[英]complex -replace with Regex in Powershell c#
Following Regex: 正则表达式:
(?<=href(\s+)?=(\s+)?")(?!(\s+)?http)(?!//).+(?=")
Works as expected with test articles: 与测试文章一起按预期工作:
href="//www.google-analytics.com/analytics.js">
href="https://www.google-analytics.com/analytics.js">
href="index.html">
href="..\index.html">
href="main.css">
href="..\assets\main.css">
href = " ..\assets\main.css ">
As you may see here: https://t.co/PC0U9br3vn 正如您在此处看到的: https : //t.co/PC0U9br3vn
However: 然而:
[$string] $string = Get-Content sample.txt
[$string] $regex = '(?<=href(\s+)?=(\s+)?")(?!(\s+)?http)(?!(\s+)?//)(?!(\s+)?mailto).+(?=")'
$newString = $string -replace $regex, "..\$&"
$string
$newString
Produces the following output: 产生以下输出:
//www.google-analytics.com/analytics.js"> href=" https://www.google-analytics.com/analytics.js"> href="index.html"> href="..\index.html"> href=" main.css"> href="..\assets\main.css"> href = " ..\assets\main.css "> href = "mailto://email@domain "> href = "..\..\..\assets\main.css"

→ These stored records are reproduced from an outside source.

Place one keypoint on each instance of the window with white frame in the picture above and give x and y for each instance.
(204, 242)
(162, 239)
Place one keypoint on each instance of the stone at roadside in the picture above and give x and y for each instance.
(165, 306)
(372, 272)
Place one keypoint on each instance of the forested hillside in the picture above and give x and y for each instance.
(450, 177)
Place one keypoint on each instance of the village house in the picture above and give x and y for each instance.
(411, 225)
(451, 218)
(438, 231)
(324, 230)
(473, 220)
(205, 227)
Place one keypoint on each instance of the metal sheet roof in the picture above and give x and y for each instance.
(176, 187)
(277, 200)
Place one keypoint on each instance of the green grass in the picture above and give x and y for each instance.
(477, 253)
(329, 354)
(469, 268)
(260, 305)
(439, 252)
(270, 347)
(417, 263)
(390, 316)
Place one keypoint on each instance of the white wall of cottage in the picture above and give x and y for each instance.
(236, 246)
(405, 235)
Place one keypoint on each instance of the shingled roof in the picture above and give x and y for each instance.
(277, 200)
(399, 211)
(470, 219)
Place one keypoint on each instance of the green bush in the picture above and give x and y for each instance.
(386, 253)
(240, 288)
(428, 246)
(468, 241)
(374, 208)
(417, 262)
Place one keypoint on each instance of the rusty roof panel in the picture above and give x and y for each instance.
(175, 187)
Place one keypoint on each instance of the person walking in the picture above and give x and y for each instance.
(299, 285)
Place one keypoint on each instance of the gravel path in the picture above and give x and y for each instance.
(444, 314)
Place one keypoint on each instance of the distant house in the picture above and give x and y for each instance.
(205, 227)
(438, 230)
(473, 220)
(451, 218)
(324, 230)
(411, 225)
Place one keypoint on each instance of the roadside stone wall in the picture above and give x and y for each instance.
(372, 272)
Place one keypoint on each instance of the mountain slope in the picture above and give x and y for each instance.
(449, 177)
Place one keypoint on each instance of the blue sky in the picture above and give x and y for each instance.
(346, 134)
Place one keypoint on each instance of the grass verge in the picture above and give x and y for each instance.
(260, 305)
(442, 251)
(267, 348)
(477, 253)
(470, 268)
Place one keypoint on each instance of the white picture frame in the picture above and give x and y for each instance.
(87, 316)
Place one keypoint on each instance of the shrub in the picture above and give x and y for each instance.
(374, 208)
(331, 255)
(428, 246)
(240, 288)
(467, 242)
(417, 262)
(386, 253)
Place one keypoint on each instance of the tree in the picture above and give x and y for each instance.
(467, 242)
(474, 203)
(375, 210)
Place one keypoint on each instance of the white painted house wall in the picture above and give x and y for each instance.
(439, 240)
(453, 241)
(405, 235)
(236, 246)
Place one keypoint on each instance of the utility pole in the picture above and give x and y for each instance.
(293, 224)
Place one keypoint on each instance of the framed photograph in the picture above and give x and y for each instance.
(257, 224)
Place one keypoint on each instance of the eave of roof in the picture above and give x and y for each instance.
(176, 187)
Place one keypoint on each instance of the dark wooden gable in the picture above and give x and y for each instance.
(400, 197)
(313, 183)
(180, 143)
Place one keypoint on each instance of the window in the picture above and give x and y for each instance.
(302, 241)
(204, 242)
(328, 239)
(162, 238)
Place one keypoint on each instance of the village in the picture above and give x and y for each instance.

//www.google-analytics.com/analytics.js"> href=" https://www.google-analytics.com/analytics.js"> href="..\index.html"> href="..\index.html"> href=" main.css"> href="..\assets\main.css"> href = " ..\assets\main.css "> href = "mailto://email@domain "> href = "..\..\..\assets\main.css"
As only the first article is being operated on. 因为只有第一篇文章正在进行中。
The same script is working elsewhere where the replace string does not utilise regex and is a simple string. 相同的脚本正在其他地方工作,其中替换字符串不使用正则表达式并且是一个简单的字符串。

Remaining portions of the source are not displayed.